Em Ruínas, de Manuel Mozos, são-nos mostrados restos do passado, vestígios de espaços que foram modificados com o tempo, através de imagens lentas e voice overs relatando histórias relativas aos lugares perdidos. Os sons do vento, do restaurante, e mesmo o das vozes trazem sensações de esquecimento e abandono, que se encontram naqueles lugares memórias e recordações perdidas, e tornam o filme muito mais. Em Fantasia Lusitana, de João Canijo, o som é um elemento de extrema importância, pelo que o filme retrata o olhar do povo português em relação à segunda guerra mundial, o Estado Novo e a presença de estrangeiros e fugitivos da guerra no país. As variadas imagens, a preto e branco, são complementadas pelas músicas tradicionais, pelos relatos, pelas vozes da rádio, que têm um peso extraordinário na conceção do filme, pelo que sem a banda sonora o filme, a meu ver, não era explícito o suficiente, retratando o que retrata. Paradoxalmente, em Berlim, de Walter Ruttmann, o som é um elemento totalmente dispensável, pelo que as imagens que nos são apresentadas nos remetem a todo e qualquer tipo de som, seja o trote dos cavalos nas ruas, ou mesmo o som do comboio, do caminhar das pessoas, os sons da cozinha... A nível de cor, este filme também apresenta vídeos a preto e branco, dado que foi lançado em 1927, e pretende tratar a vida diária da humanidade na altura.

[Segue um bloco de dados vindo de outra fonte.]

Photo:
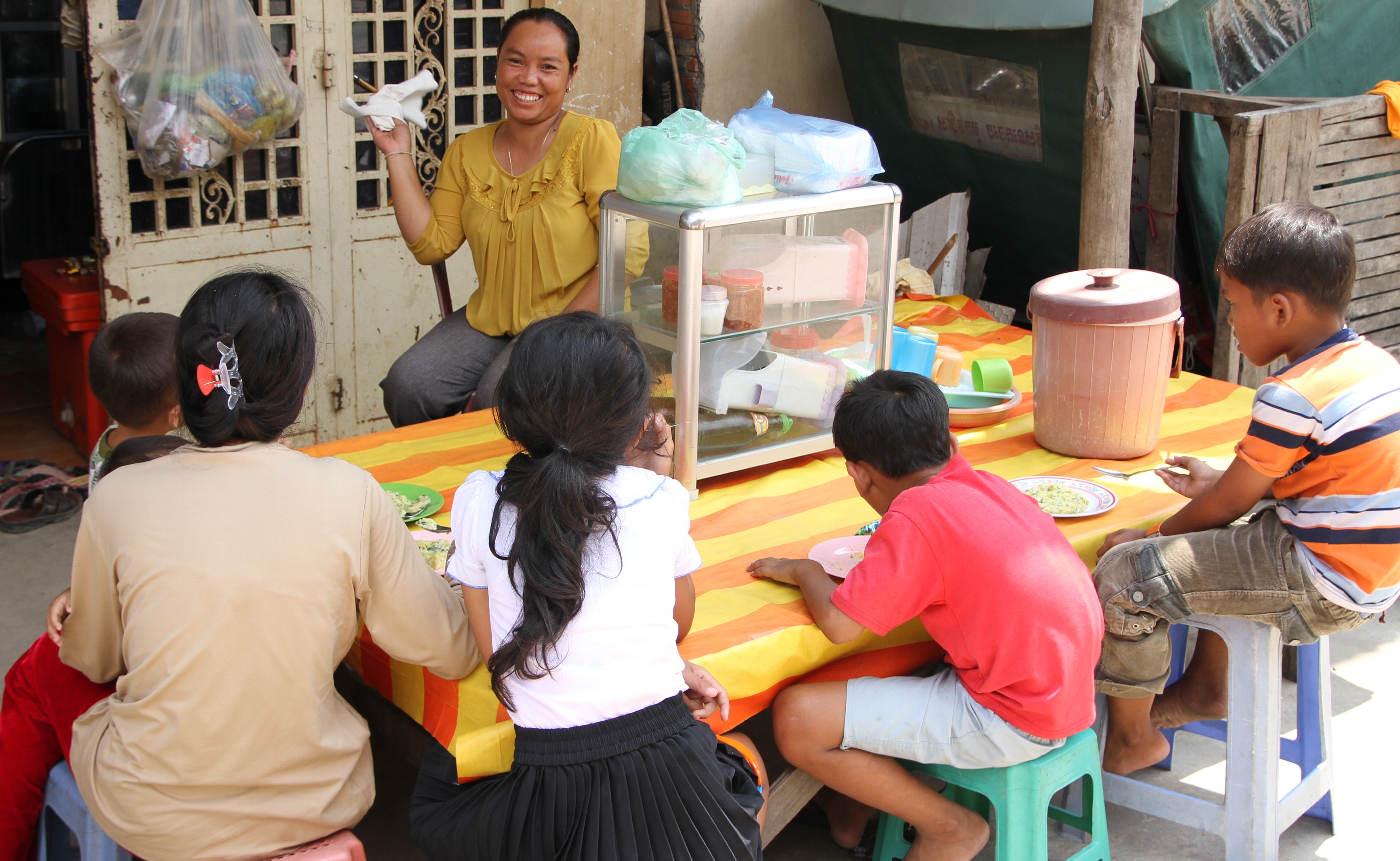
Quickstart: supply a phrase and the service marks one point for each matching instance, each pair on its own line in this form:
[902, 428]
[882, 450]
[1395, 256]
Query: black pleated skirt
[654, 785]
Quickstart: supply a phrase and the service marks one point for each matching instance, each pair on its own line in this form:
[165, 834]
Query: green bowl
[415, 492]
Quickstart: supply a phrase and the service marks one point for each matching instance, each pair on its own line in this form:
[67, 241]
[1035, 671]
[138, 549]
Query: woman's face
[532, 73]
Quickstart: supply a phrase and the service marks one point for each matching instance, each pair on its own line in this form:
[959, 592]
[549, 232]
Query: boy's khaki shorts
[1249, 570]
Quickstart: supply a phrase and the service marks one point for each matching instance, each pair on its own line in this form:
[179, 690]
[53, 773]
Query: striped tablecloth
[756, 636]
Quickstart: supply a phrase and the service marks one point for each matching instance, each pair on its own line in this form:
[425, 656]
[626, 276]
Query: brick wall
[686, 31]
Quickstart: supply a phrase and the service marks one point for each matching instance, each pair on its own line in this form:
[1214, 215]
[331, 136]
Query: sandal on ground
[41, 507]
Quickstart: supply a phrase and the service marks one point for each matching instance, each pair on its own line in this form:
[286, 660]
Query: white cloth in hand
[395, 101]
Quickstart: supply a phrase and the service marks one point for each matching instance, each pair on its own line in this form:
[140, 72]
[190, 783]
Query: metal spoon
[1136, 472]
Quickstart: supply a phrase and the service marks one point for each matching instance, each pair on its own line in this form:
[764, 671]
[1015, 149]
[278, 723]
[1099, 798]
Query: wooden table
[756, 636]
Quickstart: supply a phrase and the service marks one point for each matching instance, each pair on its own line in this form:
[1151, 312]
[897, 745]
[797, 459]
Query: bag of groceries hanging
[199, 82]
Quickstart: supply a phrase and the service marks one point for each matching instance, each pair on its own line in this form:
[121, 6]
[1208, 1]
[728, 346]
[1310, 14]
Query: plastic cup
[917, 356]
[898, 338]
[992, 376]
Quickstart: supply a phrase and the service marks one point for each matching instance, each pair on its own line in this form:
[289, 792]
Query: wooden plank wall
[1336, 153]
[1358, 180]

Após o visionamento destes três filmes, foram abertos os horizontes no que toca à produção e à realização do filme que foi proposto, sendo que as hipóteses e o número de escolhas de como mostrar 24 horas no bairro, como assim é pretendido. No entanto, o nível de dificuldade também se levantou, pois sinto agora uma pressão diferente em conseguir mostrar ao espectador e fazê-lo sentir o bairro, como eu e o meu grupo o temos sentido, sendo que é necessário dar especial atenção à banda sonora e ao género de imagem que pretendemos transmitir, pois depende muito de uma perspetiva mais pessoal e não-panorâmica do bairro.

"Os sons do vento, do restaurante, e mesmo o das vozes trazem sensações de esquecimento e abandono, que se encontram naqueles lugares memórias e recordações perdidas, e tornam o filme muito mais." quê?
ResponderEliminar"A nível de cor, este filme também apresenta vídeos a preto e branco, dado que foi lançado em 1927, e pretende tratar a vida diária da humanidade na altura." . não havia vídeos nesta altura e o cinema a cores ainda estava pouco vulgarizado. a vida diária da humanidade resumida à cidade de berlin é uma forma um pouco redutora de tratar o assunto...
de resto percebe-se a intensionalidade da tua leitura e das apreensões que apresentas. espera-se que tenhas também aprendido com os filmes.